ODs looking to create a great referral should also discuss the logistics of surgery with patients. Some good items to mention include surgery scheduling, the importance and use of drops, and the postoperative follow-up schedule.
ODs who can accurately gauge a patient’s interest in refractive cataract surgery can save time for the optometrist, the surgeon, and the patient. Identification of disqualifying conditions such as epiretinal membrane or early age-related macular degeneration is important: Such identification allows these other conditions to be treated and avoids disappointing outcomes. Fewer things are more disappointing than seeing patients excited because they thought spectacle independence was on the horizon, only to leave the office disappointed because they are not candidates for advanced technology IOL surgery.
Costs and Expectations
I prefer to have referring physicians discuss costs in general terms only. I don’t like them to use specific dollar amounts, even though they are aware of our charges, because conversations about costs may confuse patients early in the discussion.

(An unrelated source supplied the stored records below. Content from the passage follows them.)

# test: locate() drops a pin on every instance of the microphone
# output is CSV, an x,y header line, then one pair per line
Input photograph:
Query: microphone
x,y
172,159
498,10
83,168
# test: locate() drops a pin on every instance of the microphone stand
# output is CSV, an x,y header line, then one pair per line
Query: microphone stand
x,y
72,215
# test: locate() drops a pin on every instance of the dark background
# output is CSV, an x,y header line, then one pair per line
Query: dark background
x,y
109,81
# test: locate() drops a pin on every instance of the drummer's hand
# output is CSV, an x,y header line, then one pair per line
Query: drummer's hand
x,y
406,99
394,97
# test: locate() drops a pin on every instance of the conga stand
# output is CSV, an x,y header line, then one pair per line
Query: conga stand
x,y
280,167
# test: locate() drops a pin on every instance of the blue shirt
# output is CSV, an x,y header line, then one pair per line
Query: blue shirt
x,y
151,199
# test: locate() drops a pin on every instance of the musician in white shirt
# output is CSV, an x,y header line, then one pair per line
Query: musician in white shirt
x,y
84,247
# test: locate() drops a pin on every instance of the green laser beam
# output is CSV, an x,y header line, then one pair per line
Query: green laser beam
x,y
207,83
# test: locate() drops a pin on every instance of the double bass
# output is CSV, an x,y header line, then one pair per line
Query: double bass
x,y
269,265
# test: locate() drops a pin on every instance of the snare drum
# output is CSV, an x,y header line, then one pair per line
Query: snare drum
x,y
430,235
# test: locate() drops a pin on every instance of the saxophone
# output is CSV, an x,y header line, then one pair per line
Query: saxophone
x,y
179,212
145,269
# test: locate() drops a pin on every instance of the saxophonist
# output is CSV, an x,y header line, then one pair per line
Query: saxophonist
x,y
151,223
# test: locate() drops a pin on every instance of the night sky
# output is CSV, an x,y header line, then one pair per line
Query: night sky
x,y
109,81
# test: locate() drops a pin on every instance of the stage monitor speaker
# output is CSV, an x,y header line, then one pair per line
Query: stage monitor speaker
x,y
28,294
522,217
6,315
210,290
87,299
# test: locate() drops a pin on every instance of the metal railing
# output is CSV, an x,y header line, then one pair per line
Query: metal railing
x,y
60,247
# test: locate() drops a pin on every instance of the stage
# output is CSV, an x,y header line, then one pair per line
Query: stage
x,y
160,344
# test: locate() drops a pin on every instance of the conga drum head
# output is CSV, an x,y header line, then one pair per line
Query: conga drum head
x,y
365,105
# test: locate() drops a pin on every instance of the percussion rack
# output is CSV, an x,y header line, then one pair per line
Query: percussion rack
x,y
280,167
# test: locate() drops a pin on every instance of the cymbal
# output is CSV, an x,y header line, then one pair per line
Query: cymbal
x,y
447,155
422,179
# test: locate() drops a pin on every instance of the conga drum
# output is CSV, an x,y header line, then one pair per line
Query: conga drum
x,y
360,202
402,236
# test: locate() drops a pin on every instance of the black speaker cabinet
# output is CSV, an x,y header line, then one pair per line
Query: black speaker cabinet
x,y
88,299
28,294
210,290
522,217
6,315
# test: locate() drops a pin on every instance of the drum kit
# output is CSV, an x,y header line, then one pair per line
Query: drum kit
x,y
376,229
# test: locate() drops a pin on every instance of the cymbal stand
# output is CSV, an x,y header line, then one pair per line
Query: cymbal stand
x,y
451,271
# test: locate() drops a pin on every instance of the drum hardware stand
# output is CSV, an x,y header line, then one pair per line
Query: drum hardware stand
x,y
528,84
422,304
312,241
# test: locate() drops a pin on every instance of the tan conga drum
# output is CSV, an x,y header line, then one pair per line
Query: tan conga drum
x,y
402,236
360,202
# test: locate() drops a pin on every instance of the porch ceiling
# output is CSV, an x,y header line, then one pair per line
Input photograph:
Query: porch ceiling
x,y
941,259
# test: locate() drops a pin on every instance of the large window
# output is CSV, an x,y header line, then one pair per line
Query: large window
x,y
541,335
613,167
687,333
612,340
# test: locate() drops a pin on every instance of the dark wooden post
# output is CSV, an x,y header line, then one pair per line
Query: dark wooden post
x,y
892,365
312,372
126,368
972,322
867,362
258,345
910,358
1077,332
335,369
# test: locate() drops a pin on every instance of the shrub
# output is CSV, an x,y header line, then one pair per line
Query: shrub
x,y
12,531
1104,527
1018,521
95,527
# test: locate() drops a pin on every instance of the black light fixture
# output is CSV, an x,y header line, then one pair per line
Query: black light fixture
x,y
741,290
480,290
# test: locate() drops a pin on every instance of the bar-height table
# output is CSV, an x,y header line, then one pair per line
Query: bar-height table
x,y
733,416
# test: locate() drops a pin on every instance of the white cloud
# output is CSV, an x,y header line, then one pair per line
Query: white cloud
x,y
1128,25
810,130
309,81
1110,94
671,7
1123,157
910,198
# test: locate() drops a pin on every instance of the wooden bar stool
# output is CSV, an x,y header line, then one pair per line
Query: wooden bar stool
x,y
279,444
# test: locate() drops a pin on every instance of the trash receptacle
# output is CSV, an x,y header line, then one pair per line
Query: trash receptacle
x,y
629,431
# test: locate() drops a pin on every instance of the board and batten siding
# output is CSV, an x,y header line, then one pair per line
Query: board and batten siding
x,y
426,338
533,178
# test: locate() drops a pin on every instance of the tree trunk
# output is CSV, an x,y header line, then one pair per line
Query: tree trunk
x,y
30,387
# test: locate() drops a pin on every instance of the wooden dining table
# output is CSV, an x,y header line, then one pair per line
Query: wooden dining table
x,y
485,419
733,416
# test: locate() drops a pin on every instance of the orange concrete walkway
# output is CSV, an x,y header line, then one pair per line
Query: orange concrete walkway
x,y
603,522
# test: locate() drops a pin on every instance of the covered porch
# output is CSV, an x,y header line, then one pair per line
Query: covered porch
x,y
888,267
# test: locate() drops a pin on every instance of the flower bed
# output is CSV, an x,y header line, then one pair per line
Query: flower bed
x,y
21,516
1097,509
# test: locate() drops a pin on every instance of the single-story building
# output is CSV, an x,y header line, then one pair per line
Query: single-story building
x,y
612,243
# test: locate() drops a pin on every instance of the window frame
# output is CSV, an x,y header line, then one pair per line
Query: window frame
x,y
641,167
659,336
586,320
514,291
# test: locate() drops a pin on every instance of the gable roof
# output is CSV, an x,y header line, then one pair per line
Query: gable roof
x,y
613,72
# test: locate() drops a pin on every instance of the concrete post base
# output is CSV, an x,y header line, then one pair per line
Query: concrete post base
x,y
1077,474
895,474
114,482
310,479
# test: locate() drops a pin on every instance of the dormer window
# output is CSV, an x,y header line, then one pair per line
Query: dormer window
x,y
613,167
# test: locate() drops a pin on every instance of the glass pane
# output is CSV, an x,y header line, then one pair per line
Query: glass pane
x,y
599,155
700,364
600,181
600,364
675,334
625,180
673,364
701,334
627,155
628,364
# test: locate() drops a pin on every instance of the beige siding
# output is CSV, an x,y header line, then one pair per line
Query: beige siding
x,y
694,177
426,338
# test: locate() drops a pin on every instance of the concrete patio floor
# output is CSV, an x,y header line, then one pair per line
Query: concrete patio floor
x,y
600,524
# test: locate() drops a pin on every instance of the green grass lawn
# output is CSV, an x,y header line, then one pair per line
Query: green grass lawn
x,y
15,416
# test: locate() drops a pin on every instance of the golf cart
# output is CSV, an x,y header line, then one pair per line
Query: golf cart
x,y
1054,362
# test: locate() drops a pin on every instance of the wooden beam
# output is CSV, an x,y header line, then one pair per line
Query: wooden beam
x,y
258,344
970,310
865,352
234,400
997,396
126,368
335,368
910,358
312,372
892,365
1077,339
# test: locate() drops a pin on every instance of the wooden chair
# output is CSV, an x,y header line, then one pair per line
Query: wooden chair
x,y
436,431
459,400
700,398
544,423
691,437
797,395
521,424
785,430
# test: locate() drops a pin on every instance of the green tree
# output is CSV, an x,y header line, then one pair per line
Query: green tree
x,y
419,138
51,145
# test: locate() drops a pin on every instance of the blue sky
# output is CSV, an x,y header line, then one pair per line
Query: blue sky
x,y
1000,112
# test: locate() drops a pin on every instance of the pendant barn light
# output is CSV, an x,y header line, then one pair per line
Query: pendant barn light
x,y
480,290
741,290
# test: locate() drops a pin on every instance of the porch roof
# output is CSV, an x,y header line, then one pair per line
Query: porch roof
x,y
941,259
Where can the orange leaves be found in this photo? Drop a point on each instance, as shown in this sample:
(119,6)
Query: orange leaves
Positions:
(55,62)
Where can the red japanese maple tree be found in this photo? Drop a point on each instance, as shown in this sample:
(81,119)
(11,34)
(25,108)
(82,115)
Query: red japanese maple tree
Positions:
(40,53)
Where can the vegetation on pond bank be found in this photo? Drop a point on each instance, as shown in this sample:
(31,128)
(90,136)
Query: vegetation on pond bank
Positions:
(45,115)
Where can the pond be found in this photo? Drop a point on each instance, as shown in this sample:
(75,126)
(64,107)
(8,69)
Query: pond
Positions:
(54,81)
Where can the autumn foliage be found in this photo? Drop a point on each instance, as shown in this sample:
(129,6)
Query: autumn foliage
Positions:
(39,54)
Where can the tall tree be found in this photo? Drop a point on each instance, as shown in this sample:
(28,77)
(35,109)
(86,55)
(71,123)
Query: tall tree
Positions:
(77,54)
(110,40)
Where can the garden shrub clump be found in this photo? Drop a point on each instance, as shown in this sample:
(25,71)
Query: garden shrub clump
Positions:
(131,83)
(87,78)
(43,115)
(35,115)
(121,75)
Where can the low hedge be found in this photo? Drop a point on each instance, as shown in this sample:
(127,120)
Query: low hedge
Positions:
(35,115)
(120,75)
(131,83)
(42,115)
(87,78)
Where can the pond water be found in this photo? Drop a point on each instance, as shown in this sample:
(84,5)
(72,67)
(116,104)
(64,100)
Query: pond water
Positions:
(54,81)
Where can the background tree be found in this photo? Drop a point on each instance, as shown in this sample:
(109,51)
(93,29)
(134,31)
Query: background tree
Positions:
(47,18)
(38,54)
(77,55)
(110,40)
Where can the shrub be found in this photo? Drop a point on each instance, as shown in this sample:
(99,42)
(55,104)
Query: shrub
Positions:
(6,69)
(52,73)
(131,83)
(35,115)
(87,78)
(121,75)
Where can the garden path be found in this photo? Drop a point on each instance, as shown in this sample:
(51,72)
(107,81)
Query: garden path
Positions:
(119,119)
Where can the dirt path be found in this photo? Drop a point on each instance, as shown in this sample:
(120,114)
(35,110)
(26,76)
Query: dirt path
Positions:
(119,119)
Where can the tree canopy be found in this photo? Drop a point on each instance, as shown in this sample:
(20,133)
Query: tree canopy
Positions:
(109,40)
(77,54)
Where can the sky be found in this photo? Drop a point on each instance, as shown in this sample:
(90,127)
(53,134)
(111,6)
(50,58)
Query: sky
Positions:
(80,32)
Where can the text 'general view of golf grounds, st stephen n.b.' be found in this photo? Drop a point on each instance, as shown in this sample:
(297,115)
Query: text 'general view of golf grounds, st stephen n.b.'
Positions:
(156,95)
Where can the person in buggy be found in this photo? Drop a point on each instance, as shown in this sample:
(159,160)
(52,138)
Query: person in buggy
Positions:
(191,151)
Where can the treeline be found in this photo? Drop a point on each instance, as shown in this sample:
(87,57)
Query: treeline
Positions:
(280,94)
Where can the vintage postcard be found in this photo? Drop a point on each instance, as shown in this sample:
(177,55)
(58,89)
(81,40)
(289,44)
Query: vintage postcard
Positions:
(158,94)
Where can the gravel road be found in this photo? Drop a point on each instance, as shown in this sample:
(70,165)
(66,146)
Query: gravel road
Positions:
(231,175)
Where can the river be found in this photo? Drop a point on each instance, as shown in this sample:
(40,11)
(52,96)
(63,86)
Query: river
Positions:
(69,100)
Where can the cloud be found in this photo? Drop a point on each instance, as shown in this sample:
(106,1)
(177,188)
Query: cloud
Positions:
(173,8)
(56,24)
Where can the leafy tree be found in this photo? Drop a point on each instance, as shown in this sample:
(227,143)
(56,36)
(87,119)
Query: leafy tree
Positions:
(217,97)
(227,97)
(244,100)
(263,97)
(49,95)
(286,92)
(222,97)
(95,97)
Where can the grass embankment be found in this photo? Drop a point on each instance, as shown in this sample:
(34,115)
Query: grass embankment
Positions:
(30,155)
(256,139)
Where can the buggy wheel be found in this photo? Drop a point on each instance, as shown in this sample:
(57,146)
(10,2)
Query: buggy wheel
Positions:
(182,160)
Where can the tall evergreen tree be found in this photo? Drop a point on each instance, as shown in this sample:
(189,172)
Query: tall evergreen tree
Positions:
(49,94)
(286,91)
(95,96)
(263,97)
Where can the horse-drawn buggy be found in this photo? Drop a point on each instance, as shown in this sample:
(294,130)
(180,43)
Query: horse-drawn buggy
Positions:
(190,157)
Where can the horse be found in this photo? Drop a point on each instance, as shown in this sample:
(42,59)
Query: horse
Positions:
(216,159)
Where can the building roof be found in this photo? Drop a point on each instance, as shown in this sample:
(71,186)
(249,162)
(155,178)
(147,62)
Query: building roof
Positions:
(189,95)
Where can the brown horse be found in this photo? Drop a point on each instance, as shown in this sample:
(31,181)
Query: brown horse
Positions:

Laying the groundwork for realistic patient expectations in the optometrist’s office is another aspect of a perfect referral. It is important to me that the message the patient receives about possible surgical outcomes should be realistic. Discussing possible side effects such as nighttime halos or the need for glasses in some situations introduces expectations that my office staff will later reinforce.
Patients With Previous Surgery
Many of the patients referred to my office by ODs have had previous refractive surgery such as radial keratotomy or laser refractive surgery. These patients are usually highly motivated to return to the glasses-free life they enjoyed before onset of cataracts. Surgical planning is more complex for this group, and we make sure they know that their cases will require extra planning.
A CAREFULLY COORDINATED EFFORT
We have taken great care in discussing all of the issues listed above with our referring doctors during educational events, surgical visits, and personal communications so that they can accurately discuss them with our shared patients. Such communication means that patients arrive in our office with some sense of the issues at work in their surgery. This affords us the chance to have more detailed discussions than we might otherwise have had.
Referring a patient to another physician for shared surgical care is the ultimate act of trust between two doctors. All parties—the referring doctor, the comanaging doctor, and the patient—have expectations in referral cases. Communication and trust are essential to success.
Good referrals don’t happen by accident. They require efforts by both the referring doctor and the surgeon—efforts that can result in a mutually respectful relationship that ultimately benefits our patients.